Division of Preventive Cardiology, Department of Cardiology, Mayo Clinic, Rochester, MN 55905, USA.
Department of Medicine, Faculty of Health Sciences, University of the Witwatersrand, Johannesburg, South Africa.
Cardiovasc Res. 2024 Oct 14;120(12):1400-1410. doi: 10.1093/cvr/cvae109.
Data describing the long-term efficacy and tolerability of inclisiran are limited. This was explored in ORION-8, an open-label extension of preceding Phase 2 and Phase 3 placebo-controlled and open-label extension trials.
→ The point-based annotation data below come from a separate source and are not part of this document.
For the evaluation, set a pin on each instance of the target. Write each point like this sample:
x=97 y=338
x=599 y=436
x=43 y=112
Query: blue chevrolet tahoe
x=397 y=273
Following completion of the parent trial, adult patients with atherosclerotic cardiovascular disease (ASCVD), ASCVD risk equivalent, or heterozygous familial hypercholesterolaemia received open-label inclisiran twice yearly (after initial and 3-month doses) until Day 990, followed by an end-of-study visit at Day 1080 or ≥ 90 days after the last dose. The study endpoints included the proportion of patients achieving pre-specified low-density lipoprotein cholesterol (LDL-C) goals [ASCVD: < 1.8 mmol/L (< 70 mg/dL); ASCVD risk equivalent: < 2.6 mmol/L (< 100 mg/dL)], percentage and absolute changes in LDL-C at end-of-study, and safety of inclisiran. Of 3274 patients, 2446 (74.7%) were followed until end-of-study. Mean age was 64.9 ± 9.9 years, 82.7% (n = 2709) had ASCVD, and mean baseline LDL-C was 2.9 ± 1.2 mmol/L. Mean cumulative exposure to inclisiran (including parent trials) was 3.7 years; maximum exposure was 6.8 years. With inclisiran, 78.4% [95% confidence interval (CI): 76.8, 80.0] of patients achieved pre-specified LDL-C goals and mean percentage change in LDL-C was -49.4% (95% CI: -50.4, -48.3). No attenuation of LDL-C lowering over time was observed. Treatment-emergent adverse events at injection site (all mild/moderate) occurred in 5.9% of the patients. Inclisiran-associated anti-drug antibodies were infrequent (5.5%) and had no impact on the efficacy or safety of inclisiran. No new safety signals were identified.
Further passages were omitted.